= 2006–07 WWHL season =

The 2006–07 WWHL season was the third season of the Western Women's Hockey League. The Calgary Oval X-Treme enjoyed an undefeated season and claimed the WWHL Champions cup.

==Exhibition==
- Oct 23, 2006: Calgary Flames Alumni took on the Calgary Oval X-Treme at the Max Bell Centre in the Calgary Super Drug Mart Champions' Cup, winning by a 9-8 score in an over time shoot out.
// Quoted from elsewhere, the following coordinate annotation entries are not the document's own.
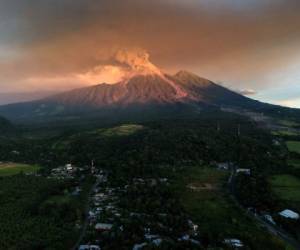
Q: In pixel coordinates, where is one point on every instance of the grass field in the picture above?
(11, 168)
(284, 133)
(123, 130)
(214, 210)
(294, 162)
(293, 146)
(288, 123)
(287, 187)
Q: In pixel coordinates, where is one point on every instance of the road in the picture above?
(273, 229)
(86, 215)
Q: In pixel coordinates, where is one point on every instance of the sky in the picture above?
(251, 46)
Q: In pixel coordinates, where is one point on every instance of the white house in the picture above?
(289, 214)
(246, 171)
(103, 226)
(233, 243)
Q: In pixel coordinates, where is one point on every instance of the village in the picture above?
(116, 212)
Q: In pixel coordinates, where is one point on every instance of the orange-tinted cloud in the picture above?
(61, 43)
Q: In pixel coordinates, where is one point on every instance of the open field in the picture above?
(214, 210)
(123, 130)
(284, 133)
(293, 146)
(288, 123)
(11, 168)
(287, 187)
(294, 162)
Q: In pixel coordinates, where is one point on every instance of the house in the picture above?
(289, 214)
(139, 246)
(157, 242)
(89, 247)
(223, 166)
(233, 243)
(103, 227)
(151, 236)
(246, 171)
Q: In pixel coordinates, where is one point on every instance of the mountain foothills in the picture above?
(144, 90)
(154, 161)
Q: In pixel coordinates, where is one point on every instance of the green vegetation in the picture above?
(288, 123)
(295, 163)
(177, 150)
(287, 187)
(284, 133)
(123, 130)
(216, 212)
(28, 220)
(293, 146)
(11, 168)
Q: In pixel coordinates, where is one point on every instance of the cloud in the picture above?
(293, 102)
(247, 92)
(237, 42)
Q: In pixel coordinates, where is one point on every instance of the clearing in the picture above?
(12, 168)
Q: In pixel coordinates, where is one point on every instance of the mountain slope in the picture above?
(145, 91)
(5, 126)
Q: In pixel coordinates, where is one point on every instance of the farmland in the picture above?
(12, 168)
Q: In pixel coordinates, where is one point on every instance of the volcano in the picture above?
(144, 87)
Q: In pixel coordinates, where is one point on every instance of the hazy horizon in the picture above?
(250, 46)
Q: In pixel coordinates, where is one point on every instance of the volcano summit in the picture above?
(142, 86)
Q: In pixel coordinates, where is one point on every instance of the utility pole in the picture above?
(239, 129)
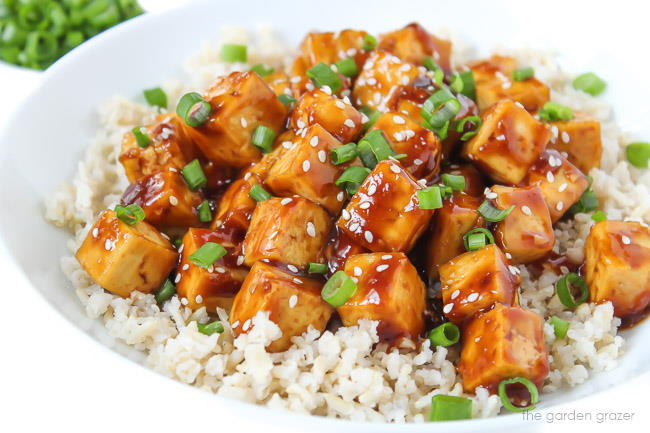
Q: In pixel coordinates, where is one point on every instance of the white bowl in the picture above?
(47, 134)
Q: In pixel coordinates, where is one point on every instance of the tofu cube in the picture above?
(293, 302)
(124, 258)
(166, 199)
(384, 214)
(169, 148)
(456, 217)
(240, 102)
(338, 118)
(503, 343)
(527, 232)
(561, 182)
(289, 230)
(420, 145)
(475, 281)
(580, 139)
(508, 143)
(390, 291)
(617, 266)
(306, 170)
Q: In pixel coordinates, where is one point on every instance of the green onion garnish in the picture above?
(554, 112)
(449, 408)
(194, 175)
(205, 212)
(563, 288)
(589, 83)
(430, 197)
(258, 193)
(263, 138)
(166, 291)
(209, 253)
(322, 75)
(638, 154)
(193, 109)
(505, 399)
(492, 214)
(141, 136)
(130, 214)
(347, 67)
(234, 53)
(343, 154)
(338, 289)
(477, 238)
(156, 97)
(560, 327)
(445, 335)
(522, 74)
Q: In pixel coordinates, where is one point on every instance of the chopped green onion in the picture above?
(589, 83)
(450, 408)
(554, 112)
(166, 291)
(347, 67)
(263, 138)
(638, 154)
(194, 175)
(258, 193)
(338, 289)
(156, 97)
(141, 136)
(492, 214)
(445, 335)
(430, 197)
(209, 253)
(193, 109)
(205, 212)
(234, 53)
(560, 327)
(563, 288)
(505, 399)
(342, 154)
(522, 74)
(130, 214)
(316, 268)
(215, 327)
(477, 238)
(262, 70)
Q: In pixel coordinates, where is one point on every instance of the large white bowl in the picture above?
(47, 134)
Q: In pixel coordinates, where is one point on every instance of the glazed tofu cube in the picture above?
(169, 148)
(500, 344)
(213, 287)
(240, 102)
(293, 302)
(413, 44)
(561, 182)
(166, 199)
(338, 118)
(508, 143)
(381, 80)
(306, 170)
(287, 230)
(456, 217)
(390, 291)
(124, 258)
(475, 281)
(580, 139)
(420, 145)
(617, 266)
(384, 214)
(493, 79)
(527, 232)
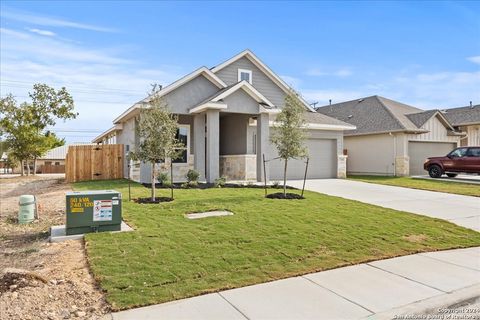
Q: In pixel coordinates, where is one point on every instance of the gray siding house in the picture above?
(226, 114)
(467, 120)
(392, 138)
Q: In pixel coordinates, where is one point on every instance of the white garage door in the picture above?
(322, 163)
(419, 151)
More than 1,000 fans were in attendance and helped raise $7,500 for the Goal On Sight charity and the Olympic Oval Female Hockey Program. Claude Vilgrain clinched the Flames Alumni victory in the shoot out, scoring the only goal against X-Treme goalie Ali Boe.

==Final standings==
Note: GP = Games played, W = Wins, L = Losses, T = Ties, GF = Goals for, GA = Goals against, Pts = Points.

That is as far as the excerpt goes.